Prosecutors investigating Giuliani seized wider array of materials than previously disclosed

Oopsies. Looks like the investigation into personal Trump attorney Rudy Giuliani is broader than what was previously reported. A court document unsealed Tuesday revealed that federal prosecutors obtained correspondence from email and iCloud accounts that appear to belong to two former Ukrainian government officials, according to CNN. Additionally, prosecutors seized a cell phone and iPad belonging to a pro-Trump Ukrainian businessman.  

CNN also accessed redacted portions of the court filing by cutting/pasting it into a new document and found that federal prosecutors obtained the "historical and prospective cell site information" of both Giuliani and Victoria Toensing, an attorney who informally advised Donald Trump and aided Giuliani's dirt digging efforts. Investigators executed a search warrant on both attorneys last month.

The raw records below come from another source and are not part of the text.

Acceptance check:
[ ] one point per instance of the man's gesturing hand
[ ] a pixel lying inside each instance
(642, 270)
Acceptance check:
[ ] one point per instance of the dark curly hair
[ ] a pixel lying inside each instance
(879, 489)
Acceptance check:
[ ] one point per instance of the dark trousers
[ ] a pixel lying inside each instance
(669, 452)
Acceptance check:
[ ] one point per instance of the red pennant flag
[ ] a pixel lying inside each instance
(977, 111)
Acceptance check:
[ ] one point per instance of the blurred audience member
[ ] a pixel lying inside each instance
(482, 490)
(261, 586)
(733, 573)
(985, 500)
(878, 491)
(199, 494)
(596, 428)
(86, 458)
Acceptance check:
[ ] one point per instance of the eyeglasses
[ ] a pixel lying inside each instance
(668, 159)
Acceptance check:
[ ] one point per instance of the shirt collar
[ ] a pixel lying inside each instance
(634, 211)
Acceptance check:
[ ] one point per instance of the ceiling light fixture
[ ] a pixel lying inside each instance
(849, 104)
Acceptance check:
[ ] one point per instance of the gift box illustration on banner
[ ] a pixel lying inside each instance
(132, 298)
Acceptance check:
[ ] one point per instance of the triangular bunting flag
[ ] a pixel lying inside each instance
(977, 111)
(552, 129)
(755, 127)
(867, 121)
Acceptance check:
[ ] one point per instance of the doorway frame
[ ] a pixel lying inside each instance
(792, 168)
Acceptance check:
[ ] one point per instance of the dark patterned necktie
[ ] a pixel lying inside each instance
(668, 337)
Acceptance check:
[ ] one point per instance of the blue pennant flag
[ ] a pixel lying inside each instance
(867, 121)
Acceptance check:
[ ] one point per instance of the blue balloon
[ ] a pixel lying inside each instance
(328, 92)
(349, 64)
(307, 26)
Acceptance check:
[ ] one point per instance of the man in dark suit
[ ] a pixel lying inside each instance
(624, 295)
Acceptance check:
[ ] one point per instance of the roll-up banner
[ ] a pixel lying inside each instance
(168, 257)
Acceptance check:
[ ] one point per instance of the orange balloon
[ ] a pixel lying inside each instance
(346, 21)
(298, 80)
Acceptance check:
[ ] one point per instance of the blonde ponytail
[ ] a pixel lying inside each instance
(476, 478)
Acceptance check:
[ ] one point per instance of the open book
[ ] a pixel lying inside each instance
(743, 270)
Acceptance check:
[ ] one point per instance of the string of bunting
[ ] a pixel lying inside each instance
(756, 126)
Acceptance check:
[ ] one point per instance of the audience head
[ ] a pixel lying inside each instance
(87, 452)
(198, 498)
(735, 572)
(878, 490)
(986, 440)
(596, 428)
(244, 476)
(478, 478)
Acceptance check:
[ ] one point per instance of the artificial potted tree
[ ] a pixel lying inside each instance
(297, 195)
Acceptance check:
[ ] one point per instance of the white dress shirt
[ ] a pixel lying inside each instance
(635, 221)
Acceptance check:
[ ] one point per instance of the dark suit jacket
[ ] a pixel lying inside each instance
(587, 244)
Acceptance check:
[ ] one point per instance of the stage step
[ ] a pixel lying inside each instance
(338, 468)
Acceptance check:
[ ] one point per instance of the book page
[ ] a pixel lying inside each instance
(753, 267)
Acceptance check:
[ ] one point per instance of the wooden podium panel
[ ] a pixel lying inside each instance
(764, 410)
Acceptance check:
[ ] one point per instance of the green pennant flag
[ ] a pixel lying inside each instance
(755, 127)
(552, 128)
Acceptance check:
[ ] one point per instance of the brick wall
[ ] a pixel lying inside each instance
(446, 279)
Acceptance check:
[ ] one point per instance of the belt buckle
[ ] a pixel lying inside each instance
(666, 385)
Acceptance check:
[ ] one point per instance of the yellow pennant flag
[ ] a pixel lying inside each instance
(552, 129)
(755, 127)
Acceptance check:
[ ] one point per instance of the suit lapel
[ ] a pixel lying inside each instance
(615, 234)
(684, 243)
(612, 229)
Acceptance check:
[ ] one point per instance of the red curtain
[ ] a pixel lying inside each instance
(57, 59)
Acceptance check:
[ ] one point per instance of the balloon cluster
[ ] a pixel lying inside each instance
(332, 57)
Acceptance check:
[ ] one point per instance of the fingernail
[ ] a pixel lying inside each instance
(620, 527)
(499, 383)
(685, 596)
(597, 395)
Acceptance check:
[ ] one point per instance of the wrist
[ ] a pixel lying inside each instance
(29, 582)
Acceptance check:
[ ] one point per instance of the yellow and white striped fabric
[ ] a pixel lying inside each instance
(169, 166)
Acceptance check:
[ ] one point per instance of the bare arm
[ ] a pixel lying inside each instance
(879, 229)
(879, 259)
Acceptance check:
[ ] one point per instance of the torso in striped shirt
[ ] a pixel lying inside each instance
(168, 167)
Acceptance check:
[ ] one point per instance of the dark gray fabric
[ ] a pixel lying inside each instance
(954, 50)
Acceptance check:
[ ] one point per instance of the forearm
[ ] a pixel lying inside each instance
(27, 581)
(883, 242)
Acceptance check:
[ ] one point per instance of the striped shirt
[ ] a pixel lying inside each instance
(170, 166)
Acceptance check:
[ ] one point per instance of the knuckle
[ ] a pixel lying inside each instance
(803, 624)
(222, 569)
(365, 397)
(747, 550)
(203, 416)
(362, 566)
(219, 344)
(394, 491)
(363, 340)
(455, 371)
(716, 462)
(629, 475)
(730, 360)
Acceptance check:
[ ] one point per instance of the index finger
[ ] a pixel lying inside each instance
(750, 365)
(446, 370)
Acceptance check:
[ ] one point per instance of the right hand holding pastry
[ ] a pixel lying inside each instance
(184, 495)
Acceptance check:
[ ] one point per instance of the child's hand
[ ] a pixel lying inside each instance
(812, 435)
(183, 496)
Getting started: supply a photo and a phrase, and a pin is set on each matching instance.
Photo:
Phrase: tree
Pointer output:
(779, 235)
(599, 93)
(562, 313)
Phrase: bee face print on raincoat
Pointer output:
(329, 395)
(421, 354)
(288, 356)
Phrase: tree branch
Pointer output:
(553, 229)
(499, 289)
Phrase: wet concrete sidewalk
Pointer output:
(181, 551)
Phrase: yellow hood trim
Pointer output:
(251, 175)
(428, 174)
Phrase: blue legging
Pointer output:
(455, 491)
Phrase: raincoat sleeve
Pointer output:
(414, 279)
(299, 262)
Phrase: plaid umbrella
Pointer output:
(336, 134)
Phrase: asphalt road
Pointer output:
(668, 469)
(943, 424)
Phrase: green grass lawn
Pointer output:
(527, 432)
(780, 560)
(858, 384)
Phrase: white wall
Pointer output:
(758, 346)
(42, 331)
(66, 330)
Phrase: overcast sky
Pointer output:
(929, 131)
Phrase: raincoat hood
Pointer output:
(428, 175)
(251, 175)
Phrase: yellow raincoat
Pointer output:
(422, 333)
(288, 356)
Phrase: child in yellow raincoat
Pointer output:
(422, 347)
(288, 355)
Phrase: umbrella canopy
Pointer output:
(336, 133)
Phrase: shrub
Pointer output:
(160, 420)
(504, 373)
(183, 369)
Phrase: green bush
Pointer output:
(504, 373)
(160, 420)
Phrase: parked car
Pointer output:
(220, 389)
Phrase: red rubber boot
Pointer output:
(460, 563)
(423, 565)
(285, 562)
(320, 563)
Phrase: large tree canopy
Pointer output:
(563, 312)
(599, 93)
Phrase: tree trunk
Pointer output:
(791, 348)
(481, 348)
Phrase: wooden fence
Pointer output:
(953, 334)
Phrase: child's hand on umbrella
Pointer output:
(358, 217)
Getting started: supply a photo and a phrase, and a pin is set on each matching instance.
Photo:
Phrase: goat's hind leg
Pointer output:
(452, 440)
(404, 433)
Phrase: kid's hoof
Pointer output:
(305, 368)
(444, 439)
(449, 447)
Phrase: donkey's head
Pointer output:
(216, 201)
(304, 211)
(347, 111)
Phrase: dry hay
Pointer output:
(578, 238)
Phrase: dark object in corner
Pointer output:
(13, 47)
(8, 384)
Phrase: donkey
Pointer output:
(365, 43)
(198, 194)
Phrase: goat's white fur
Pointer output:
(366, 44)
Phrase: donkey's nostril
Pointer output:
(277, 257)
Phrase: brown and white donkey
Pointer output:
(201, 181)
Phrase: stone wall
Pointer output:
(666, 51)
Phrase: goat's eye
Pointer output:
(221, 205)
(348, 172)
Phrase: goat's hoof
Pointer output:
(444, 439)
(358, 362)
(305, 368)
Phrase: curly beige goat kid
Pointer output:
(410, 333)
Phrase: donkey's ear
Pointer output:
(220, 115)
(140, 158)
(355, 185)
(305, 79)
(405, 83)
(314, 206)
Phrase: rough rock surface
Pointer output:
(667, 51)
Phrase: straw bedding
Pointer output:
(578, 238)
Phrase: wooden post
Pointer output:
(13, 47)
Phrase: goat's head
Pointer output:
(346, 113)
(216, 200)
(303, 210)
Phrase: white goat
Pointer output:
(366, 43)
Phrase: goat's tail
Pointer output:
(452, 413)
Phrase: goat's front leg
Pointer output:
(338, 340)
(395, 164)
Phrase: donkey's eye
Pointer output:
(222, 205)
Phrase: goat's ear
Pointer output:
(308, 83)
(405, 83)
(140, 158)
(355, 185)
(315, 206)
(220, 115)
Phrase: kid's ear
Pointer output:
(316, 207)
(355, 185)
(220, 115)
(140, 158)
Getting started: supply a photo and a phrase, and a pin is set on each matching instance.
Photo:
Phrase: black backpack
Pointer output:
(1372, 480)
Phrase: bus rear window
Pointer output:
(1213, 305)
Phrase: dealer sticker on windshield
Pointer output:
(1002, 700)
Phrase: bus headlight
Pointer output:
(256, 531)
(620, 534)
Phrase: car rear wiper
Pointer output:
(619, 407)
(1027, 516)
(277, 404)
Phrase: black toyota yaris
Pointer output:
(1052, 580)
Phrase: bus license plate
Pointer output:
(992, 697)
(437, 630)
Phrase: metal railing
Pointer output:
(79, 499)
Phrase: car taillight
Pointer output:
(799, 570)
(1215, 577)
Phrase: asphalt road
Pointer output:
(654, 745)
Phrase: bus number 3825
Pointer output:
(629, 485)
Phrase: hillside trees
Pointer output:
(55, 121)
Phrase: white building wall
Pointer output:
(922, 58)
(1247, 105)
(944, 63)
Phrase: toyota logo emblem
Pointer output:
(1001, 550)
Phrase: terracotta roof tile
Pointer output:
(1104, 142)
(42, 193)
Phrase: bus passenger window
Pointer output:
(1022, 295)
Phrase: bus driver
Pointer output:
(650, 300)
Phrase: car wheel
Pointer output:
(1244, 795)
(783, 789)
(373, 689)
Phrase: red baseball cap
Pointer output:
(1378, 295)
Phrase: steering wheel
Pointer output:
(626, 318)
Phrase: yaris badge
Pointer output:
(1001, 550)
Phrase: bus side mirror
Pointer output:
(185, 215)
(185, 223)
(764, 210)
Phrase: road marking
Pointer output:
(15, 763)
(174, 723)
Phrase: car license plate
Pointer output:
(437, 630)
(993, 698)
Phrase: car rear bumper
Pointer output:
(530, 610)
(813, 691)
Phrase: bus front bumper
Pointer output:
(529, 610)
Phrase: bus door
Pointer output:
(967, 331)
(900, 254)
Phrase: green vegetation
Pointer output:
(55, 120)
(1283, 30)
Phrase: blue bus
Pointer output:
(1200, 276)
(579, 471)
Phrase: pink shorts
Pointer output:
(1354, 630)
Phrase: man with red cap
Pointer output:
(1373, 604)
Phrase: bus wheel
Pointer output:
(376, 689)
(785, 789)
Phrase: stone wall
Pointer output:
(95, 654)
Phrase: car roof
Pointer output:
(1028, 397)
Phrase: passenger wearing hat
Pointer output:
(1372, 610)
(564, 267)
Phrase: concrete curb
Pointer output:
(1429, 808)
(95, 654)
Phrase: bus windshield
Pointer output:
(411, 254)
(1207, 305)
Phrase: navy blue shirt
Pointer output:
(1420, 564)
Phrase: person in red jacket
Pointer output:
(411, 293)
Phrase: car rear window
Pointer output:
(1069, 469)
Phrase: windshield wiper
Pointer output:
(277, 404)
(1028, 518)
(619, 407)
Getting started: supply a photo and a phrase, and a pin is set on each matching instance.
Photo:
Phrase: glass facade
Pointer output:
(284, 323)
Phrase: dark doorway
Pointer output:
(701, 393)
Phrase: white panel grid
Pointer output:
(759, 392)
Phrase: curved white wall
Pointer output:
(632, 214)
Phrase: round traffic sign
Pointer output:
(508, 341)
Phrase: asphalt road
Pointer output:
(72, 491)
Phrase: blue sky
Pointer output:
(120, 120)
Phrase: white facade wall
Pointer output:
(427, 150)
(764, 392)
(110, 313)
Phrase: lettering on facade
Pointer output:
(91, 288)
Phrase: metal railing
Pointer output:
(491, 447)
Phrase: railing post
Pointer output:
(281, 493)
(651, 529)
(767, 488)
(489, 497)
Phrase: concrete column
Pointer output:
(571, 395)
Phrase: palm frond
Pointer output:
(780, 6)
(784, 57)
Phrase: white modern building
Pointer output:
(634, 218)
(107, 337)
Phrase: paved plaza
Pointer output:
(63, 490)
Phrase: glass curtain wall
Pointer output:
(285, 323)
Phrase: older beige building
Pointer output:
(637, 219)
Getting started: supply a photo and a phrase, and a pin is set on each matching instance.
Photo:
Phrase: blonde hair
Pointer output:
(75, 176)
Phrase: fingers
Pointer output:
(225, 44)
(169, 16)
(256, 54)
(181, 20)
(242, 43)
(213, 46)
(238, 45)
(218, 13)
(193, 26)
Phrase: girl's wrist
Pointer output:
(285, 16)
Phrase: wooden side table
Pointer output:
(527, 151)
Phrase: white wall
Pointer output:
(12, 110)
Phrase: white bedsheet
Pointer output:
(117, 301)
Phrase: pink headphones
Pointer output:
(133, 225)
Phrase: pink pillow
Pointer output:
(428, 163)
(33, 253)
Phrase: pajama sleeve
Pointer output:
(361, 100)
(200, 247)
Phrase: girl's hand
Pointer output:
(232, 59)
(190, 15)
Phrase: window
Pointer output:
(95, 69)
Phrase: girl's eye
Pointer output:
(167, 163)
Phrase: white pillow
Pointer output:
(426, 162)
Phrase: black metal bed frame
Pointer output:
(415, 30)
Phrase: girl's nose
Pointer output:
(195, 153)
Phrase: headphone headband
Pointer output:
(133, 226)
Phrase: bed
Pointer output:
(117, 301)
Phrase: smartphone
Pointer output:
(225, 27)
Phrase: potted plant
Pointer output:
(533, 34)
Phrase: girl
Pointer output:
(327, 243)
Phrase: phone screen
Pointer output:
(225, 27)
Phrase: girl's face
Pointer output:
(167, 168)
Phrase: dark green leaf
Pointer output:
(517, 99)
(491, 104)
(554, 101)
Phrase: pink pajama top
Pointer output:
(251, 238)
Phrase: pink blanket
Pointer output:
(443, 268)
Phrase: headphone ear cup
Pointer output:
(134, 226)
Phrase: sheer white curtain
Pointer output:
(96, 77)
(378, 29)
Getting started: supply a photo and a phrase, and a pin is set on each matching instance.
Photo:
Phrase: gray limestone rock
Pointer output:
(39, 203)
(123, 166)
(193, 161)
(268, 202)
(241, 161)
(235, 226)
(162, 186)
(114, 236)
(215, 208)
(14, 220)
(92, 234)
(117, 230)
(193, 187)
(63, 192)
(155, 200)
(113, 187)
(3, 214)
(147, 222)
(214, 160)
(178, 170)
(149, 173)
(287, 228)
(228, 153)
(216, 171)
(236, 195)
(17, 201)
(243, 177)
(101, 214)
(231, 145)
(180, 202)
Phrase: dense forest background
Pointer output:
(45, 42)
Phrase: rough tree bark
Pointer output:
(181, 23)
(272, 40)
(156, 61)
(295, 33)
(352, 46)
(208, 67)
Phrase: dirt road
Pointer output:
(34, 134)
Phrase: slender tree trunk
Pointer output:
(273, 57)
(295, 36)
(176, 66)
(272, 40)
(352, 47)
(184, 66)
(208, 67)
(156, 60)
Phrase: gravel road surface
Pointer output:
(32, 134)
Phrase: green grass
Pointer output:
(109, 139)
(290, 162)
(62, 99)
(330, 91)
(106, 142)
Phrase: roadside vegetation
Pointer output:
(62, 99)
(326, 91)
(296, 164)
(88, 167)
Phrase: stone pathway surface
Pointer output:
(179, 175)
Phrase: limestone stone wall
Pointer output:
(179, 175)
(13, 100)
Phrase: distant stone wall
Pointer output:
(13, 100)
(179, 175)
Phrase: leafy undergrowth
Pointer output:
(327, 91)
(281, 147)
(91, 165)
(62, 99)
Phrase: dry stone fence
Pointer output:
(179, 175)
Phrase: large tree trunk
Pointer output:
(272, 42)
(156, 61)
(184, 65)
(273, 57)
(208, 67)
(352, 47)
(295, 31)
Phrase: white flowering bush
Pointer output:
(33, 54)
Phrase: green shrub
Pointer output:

According to CNN, the Ukrainians involved are former Prosecutor General of Ukraine Yuriy Lutsenko, former head of the Ukrainian Fiscal Service Roman Nasirov, and businessman Alexander Levin.

The court filing came from Joseph Bondy, the defense lawyer for indicted former Giuliani associate Lev Parnas. It contained some juicy revelations, including the fact that federal prosecutors had described materials they obtained starting in late 2019 and extending through last month. Bondy was petitioning the judge in Parnas' case for a status conference on the seized materials, which he believed to be relevant to Parnas' defense. 

But here's the juiciest part of the CNN scoop:

Bondy wrote that the evidence seized "likely includes e-mail, text, and encrypted communications" between Giuliani, Toensing, former President Donald Trump, former Attorney General Bill Barr, "high-level members of the Justice Department, Presidential impeachment attorneys Jay Sekulow, Jane Raskin and others, Senator Lindsey Graham, Congressman Devin Nunes and others, relating to the timing of the arrest and indictment of the defendants as a means to prevent potential disclosures to Congress in the first impeachment inquiry of then-President Donald. J. Trump."

Just to be clear, none of this is verified and even Bondy used the term “likely.” But wow—encrypted communications between Trump, Barr, Sekulow, Graham, and Nunes, potentially related to an effort to silence Parnas and presumably his partner, Igor Fruman, in advance of Trump's first impeachment inquiry. 

Hard to know whether Bondy is right, but any encrypted communications among that cast of characters that proved fruitful for prosecutors would certainly be interesting.